A. Kessel, T. Haliloglu, N. Ben-Tal, Biophysical Journal, 85, 3687-3695, 2003.

ABSTRACT
M2[delta], one of the transmembrane segments of the nicotinic acetylcholine receptor, is a 23-amino-acid peptide, frequently used as a model for peptide-membrane interactions. In this and the companion article we describe studies of M2[delta]-membrane interactions, using two different computational approaches. In the present work, we used continuum-solvent model calculations to investigate key thermodynamic aspects of its interactions with lipid bilayers. M2[delta] was represented in atomic detail and the bilayer was represented as a hydrophobic slab embedded in a structureless aqueous phase. Our calculations show that the transmembrane orientation is the most favorable orientation of the peptide in the bilayer, in good agreement with both experimental and computational data. Moreover, our calculations produced the free energy of association of M2[delta] with the lipid bilayer, which, to our knowledge, has not been reported to date. The calculations included 10 structures of M2[delta], determined by nuclear magnetic resonance in dodecylphosphocholine micelles.

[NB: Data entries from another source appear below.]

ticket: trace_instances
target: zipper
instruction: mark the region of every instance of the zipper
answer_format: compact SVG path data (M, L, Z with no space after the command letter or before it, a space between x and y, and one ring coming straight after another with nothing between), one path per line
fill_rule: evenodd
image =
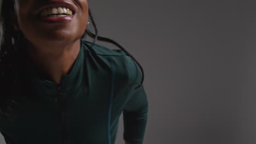
M57 96L57 101L59 104L59 108L60 110L60 116L61 120L61 143L66 144L67 133L66 128L65 121L65 111L63 106L63 95L61 91L61 86L57 86L57 89L58 91L58 94Z

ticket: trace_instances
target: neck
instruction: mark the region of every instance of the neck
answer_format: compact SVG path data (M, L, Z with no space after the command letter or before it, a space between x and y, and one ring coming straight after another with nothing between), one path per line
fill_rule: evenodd
M69 71L80 48L80 39L61 45L27 44L27 51L38 74L57 84Z

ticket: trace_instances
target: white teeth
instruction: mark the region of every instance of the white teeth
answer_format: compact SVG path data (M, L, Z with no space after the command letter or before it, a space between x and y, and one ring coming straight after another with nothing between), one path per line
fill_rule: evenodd
M62 9L63 9L63 13L65 13L65 14L67 14L67 9L66 9L66 8L63 7Z
M46 17L51 16L53 14L65 14L68 15L72 15L73 14L72 11L69 10L69 8L66 7L58 7L58 8L49 8L45 9L41 11L41 17ZM66 15L60 15L61 16L66 16ZM55 17L54 16L51 16ZM60 17L60 16L56 16Z
M52 9L51 9L51 14L57 14L58 13L58 9L55 8L53 8Z
M58 8L58 14L63 14L63 9L62 8Z

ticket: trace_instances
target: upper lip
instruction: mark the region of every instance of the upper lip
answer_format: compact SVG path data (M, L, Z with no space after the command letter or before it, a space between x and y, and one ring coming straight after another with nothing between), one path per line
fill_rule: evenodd
M69 2L67 1L51 1L40 7L36 11L36 15L38 15L40 13L48 8L50 7L66 7L72 11L73 14L75 13L75 9L74 6Z

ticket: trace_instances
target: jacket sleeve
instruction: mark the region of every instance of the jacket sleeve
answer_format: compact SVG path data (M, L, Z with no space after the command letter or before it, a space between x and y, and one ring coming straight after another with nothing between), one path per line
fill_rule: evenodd
M128 65L130 71L129 74L135 82L140 83L142 75L138 67L133 61L131 61ZM134 82L134 81L133 81ZM135 85L136 87L137 85ZM125 105L123 110L124 139L132 144L141 144L143 141L148 117L148 104L147 94L143 86L141 86L131 93L130 99Z

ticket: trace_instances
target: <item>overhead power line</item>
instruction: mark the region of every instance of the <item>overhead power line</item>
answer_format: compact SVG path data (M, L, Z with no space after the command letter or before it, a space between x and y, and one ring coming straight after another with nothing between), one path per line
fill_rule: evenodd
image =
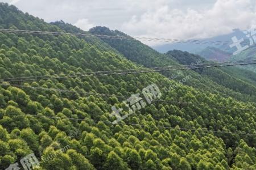
M61 90L59 88L43 88L40 87L31 87L31 86L26 86L23 85L18 85L18 84L2 84L4 86L14 86L14 87L18 87L20 88L30 88L30 89L34 89L34 90L43 90L45 91L56 91L56 92L60 92L61 93L71 93L71 94L79 94L81 95L96 95L96 96L100 96L103 97L113 97L115 96L117 98L121 99L127 99L130 96L119 96L119 95L116 95L115 94L98 94L97 92L82 92L82 91L73 91L73 90ZM191 103L191 102L185 102L185 101L172 101L172 100L154 100L154 102L155 103L172 103L172 104L181 104L181 105L188 105L188 104L194 104ZM208 104L205 103L207 104L208 106L210 107L213 107L214 108L216 109L234 109L234 110L247 110L247 111L251 111L251 112L255 112L256 111L256 109L246 109L246 108L235 108L235 107L216 107L213 105L209 105ZM197 103L196 104L200 105L200 103Z
M33 117L44 117L44 118L52 118L52 119L67 119L67 120L73 120L73 121L86 121L86 120L85 119L81 119L81 118L69 118L69 117L65 117L64 118L61 118L60 117L56 117L56 116L41 116L41 115L34 115L34 114L27 114L27 115L29 115L29 116L31 116ZM95 122L102 122L104 123L106 123L106 124L109 124L110 125L113 125L112 124L112 122L111 121L96 121L96 120L93 120L92 119L90 120L91 121ZM90 120L88 120L90 121ZM125 122L121 122L121 123L117 123L117 125L131 125L131 126L153 126L153 127L156 127L158 128L164 128L164 129L177 129L177 128L174 128L174 127L171 127L171 126L157 126L157 125L144 125L143 124L132 124L132 123L125 123ZM180 130L187 130L187 131L204 131L205 133L226 133L226 134L236 134L236 135L256 135L256 133L255 134L252 134L252 133L247 133L243 131L237 131L236 133L233 133L233 132L231 132L231 131L222 131L220 130L209 130L208 129L207 129L206 128L201 128L202 129L188 129L188 128L179 128L179 129Z
M229 45L233 42L228 41L213 41L213 40L204 40L197 39L166 39L166 38L156 38L156 37L131 37L129 36L112 36L106 35L92 34L90 33L73 33L69 32L50 32L50 31L30 31L30 30L21 30L21 29L0 29L2 32L11 32L11 33L30 33L38 35L68 35L77 37L94 37L100 39L110 39L118 40L140 40L142 41L163 42L172 42L172 43L189 43L189 44L209 44L209 45ZM247 42L240 42L241 44L247 44Z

All the structures were found to be stable inside the lipid bilayer, although their water-to-membrane transfer free energies differed by as much as 12 kT. Although most of the structures were roughly linear, a single structure had a kink in its central region. Interestingly, this structure was found to be the most stable inside the lipid bilayer, in agreement with molecular dynamics simulations of the peptide and with the recently determined structure of the intact receptor. Our analysis showed that the kink reduced the polarity of the peptide in its central region by allowing the electrostatic masking of the Gln13 side chain in that area. Our calculations also showed a tendency for the membrane to deform in response to peptide insertion, as has been previously found for the membrane-active peptides alamethicin and gramicidin. The results are compared to Monte Carlo simulations of the peptide-membrane system, as presented in the accompanying article.

"Interaction of Hydrophobic Peptides with Lipid Bilayers: Monte Carlo Simulations with M2d"
A. Kessel, T. Haliloglu, N. Ben-Tal, Biophysical Journal, 85, 3431-3444, 2003.

ABSTRACT
We introduce here a novel Monte Carlo simulation method for studying the interactions of hydrophobic peptides with lipid membranes. Each of the peptide's amino acids is represented as two interaction sites: one corresponding to the backbone ,z-carbon and the other to the side chain, with the membrane represented as a hydrophobic profile. Peptide conformations and locations in the membrane and changes in the membrane width are sampled using the Metropolis criterion, taking into account the underlying energetics. Using this method we investigate the interactions between the hydrophobic peptide M2[delta] and a model membrane. The simulations show that starting from an extended conformation in the aqueous phase, the peptide first adsorbs onto the membrane surface, while acquiring an ordered helical structure. This is followed by formation of a helical-hairpin and insertion into the membrane. The observed path is in agreement with contemporary understanding of peptide insertion into biological membranes. Two stable orientations of membrane-associated M2[delta] were obtained: transmembrane (TM) and surface, and the value of the water-to-membrane transfer free energy of each of them is in agreement with calculations and measurements on similar cases. M2[delta] is most stable in the TM orientation, where it assumes a helical conformation with a tilt of 14[empty set] between the helix principal axis and the membrane normal. The peptide conformation agrees well with the experimental data; average root-mean-square deviations of 2.1 A compared to nuclear magnetic resonance structures obtained in detergent micelles and supported lipid bilayers. The average orientation of the peptide in the membrane in the most stable configurations reported here, and in particular the value of the tilt angle, are in excellent agreement with the ones calculated using the continuum-solvent model and the ones observed in the nuclear magnetic resonance studies. This suggests that the method may be used to predict the three-dimensional structure of TM peptides.